Anfang des Jahres hat Dr. Regine Schmalhorst als Nachfolgerin von Luidger Wolterhoff die Geschäftsführung der Agentur für Arbeit Bochum/Herne übernommen. Sie war zuletzt Geschäftsführerin des Internen Services der Regionaldirektion Sachsen und hat zuvor die Agenturen in Soest und Zwickau geleitet. Mit der 44-jährigen gebürtigen
Hamelnerin hat WAZ-Redakteur Andreas Rorowski über die Chancen und Herausforderungen in Bochum gesprochen.
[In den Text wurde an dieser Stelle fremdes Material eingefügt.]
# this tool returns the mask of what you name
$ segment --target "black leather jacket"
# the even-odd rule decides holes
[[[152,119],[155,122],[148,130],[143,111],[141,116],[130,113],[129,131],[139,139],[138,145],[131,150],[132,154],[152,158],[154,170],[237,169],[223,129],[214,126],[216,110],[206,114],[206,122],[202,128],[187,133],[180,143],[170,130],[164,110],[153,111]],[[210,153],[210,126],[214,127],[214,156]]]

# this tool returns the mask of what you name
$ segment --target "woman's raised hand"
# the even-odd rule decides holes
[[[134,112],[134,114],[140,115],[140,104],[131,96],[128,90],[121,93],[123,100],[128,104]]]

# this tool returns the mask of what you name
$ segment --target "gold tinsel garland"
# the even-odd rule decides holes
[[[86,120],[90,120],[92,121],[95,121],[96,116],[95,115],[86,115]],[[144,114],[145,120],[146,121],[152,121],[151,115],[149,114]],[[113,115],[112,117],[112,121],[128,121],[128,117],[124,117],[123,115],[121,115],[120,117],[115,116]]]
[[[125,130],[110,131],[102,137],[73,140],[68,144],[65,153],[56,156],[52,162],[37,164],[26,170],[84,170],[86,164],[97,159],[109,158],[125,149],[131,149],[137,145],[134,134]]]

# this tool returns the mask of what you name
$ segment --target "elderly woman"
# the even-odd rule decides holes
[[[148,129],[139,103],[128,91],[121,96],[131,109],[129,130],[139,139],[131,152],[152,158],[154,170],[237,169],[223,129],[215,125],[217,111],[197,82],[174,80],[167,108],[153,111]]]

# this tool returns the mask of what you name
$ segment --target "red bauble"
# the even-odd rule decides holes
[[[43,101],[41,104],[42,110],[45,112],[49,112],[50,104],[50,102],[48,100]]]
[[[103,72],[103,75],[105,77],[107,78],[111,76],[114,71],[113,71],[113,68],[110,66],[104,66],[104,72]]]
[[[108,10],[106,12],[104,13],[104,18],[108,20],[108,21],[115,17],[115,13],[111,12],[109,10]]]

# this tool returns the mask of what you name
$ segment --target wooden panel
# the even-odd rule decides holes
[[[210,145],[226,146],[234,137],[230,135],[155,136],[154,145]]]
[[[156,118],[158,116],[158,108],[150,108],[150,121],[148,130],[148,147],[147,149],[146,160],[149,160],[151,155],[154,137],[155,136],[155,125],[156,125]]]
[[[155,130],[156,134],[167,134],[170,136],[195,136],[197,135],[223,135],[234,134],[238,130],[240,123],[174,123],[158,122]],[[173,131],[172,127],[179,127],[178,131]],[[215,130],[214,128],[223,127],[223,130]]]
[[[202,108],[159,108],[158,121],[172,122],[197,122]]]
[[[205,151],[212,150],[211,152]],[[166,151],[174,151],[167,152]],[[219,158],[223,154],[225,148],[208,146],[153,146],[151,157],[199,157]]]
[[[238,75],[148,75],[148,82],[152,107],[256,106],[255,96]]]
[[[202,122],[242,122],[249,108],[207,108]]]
Sie sind fast 100 Tage im Amt. Was sind die großen Herausforderungen in Bochum?

Zum einen sind es die Flüchtlinge, für die wir zusammen mit anderen Akteuren wie dem Jobcenter gute Maßnahmen auf den Weg bringen wollen, damit ihre Integration gelingt. Langzeitarbeitslosigkeit ist ein zweites Feld, in Bochum haben wir mehr als 40 Prozent Langzeitarbeitslose. Und dann natürlich der Ausbildungsmarkt. Für alle Bereiche ist die Qualifizierung ein zentrales Thema. Wir werden so viele Menschen wie möglich qualifizieren. Mir geht dabei aber immer um sinnvolle Qualifizierung.
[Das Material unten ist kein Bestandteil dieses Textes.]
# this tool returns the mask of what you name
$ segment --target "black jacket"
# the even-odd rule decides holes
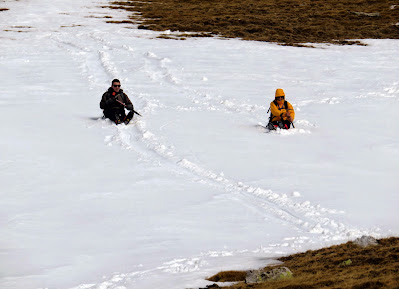
[[[125,106],[118,101],[125,104]],[[123,90],[119,90],[116,93],[112,87],[108,88],[108,90],[103,94],[100,102],[100,108],[104,110],[113,110],[113,109],[122,109],[125,107],[128,110],[133,110],[133,104],[130,101],[129,97],[123,92]]]

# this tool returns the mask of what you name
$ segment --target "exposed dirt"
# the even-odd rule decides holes
[[[353,242],[278,259],[293,277],[260,284],[240,282],[229,289],[399,288],[399,238],[378,240],[367,248]],[[279,266],[278,266],[279,267]],[[275,267],[265,267],[270,270]],[[244,276],[244,277],[243,277]],[[220,272],[214,282],[244,281],[242,271]],[[217,288],[217,287],[216,287]]]
[[[108,8],[131,11],[130,21],[141,29],[180,32],[180,38],[221,36],[296,46],[399,39],[398,0],[144,0],[115,1]]]

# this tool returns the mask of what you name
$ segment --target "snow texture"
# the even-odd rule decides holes
[[[1,1],[0,288],[195,288],[399,233],[397,40],[157,39],[108,3]],[[276,88],[295,129],[266,133]]]

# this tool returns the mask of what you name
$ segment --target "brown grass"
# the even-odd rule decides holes
[[[296,45],[399,39],[398,4],[397,0],[143,0],[116,1],[108,8],[134,12],[131,20],[145,29]]]
[[[240,282],[229,289],[399,288],[399,238],[378,240],[379,245],[361,248],[353,242],[279,258],[293,278],[262,284]],[[266,270],[275,266],[266,267]],[[244,277],[243,277],[244,276]],[[245,272],[220,272],[213,282],[244,281]],[[216,287],[217,288],[217,287]]]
Sie betonen das, weil es in der Vergangenheit immer wieder Kritik an Maßnahmen der Agentur gegeben hat – nicht nur in Bochum?

Der Vermittler hat immer die Aufgabe, zu gucken, was sinnvoll ist. Wir können nur qualifizieren, wenn der Bedarf auf dem Arbeitsmarkt da ist und wenn der Kunde entsprechende Talente mit bringt.
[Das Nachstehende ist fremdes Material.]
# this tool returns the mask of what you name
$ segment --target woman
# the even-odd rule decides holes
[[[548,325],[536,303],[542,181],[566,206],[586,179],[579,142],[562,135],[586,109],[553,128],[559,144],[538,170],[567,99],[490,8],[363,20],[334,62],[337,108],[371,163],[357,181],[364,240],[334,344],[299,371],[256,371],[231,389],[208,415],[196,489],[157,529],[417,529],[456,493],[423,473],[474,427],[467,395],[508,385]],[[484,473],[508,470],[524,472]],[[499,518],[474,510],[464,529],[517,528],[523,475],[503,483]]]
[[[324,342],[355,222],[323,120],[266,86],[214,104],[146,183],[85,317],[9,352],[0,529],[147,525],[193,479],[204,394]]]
Da sind in der Vergangenheit Fehler gemacht worden?

Zum Teil: Wenn zum fünften Mal ein Bewerbungstraining gemacht wird, dann haben das Politiker oder Verbände zurecht kritisiert. Einmal im Jahr schauen wir, wo Lücken sind, wo welche entstehen und welche Branchen sich weiter entwickeln. Die Gelder, die wir zur Verfügung haben, wollen wir insbesondere dafür verwenden, damit Kunden für die gut laufenden Branchen entsprechende Abschlüsse haben.

Welche Branchen laufen gut?

Logistik und Gesundheit vor allen Dingen. Wir schauen jetzt bereits, was etwa DHL braucht, wenn es sein Warenverteilzentrum in Bochum eröffnet, und welche Kunden von uns dafür in Betracht kommen.

Welche Berufe werden konkret gebraucht?

Fachkraft für Lagerlogistik oder Lagerwirtschaft zum Beispiel – und im Bereich Gesundheit examinierte Altenpfleger und auch Altenpflegehelfer.

Die bescheidene Bezahlung etwa im Pflegebereich macht es bestimmt nicht einfach, genügend Interessenten für die Branche zu finden?

Gerade was Pflege angeht, haben wir gute Erfolgsquoten. Der Bereich wird sich weiter entwickeln. Die Herausforderung in dieser Branche ist der Schichtdienst und die damit einhergehende körperliche Belastung. Die Qualifizierungen, die wir im Bereich Gesundheit machen, münden nahezu alle in einem Arbeitsverhältnis. Wir erstellen zweimal im Jahr die Brancheneinschätzung im Arbeitsmarktmonitor, aus der wir entnehmen, wie sich die Branchen entwickeln. Das sind Einschätzungen der Agentur, der IHK, der Handwerkskammer und von anderen. Dort lässt sich ablesen, welche Branchen sich voraussichtlich wie entwickeln.

Sind Ihre Kunden – Schüler, Arbeitslose, Langzeitarbeitslose – denn geeignet und vorbereitet, um diese Ausbildungsplätze und Stellen zu besetzen?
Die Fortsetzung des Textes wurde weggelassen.